Example counting prevalence of tweeted images
lintool opened this issue · 1 comments
lintool commented
This example works with Warcbase (on rho):
import org.warcbase.spark.matchbox._
import org.warcbase.spark.matchbox.TweetUtils._
import org.warcbase.spark.rdd.RecordRDD._
import org.json4s._
import org.json4s.jackson.JsonMethods._
val tweets = RecordLoader.loadTweets("/mnt/vol1/data_sets/elxn42/ruest-white/elxn42-tweets-combined-deduplicated.json", sc)

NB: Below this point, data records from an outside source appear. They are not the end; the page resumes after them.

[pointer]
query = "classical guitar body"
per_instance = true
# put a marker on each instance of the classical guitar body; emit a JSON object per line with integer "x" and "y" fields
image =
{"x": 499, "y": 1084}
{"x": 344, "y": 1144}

val counts = tweets.flatMap(tweet => tweet \\ "media_url_https" \ classOf[JString] )
.countItems()
.collect()
Results:
counts: Array[(org.json4s.JString#Values, Int)] = Array((https://pbs.twimg.com/media/CRvL6hnVEAE_mvv.jpg,11558), (https://pbs.twimg.com/ext_tw_video_thumb/635933769208193025/pu/img/ZrrpFszwfGfdUZuR.jpg,8876), (https://pbs.twimg.com/media/CRj91ZqUcAAr4KS.jpg,7896), (https://pbs.twimg.com/media/CRqFEyCWEAAj9VK.jpg,6258), (https://pbs.twimg.com/media/CRDXt1CU8AAoiWA.jpg,6122), (https://pbs.twimg.com/media/CRn4WnhWEAAmaSB.jpg,5776), (https://pbs.twimg.com/media/CRpE6D6UEAA_8zB.png,5430), (https://pbs.tw...
jrwiebe commented
Added to docs. Closing.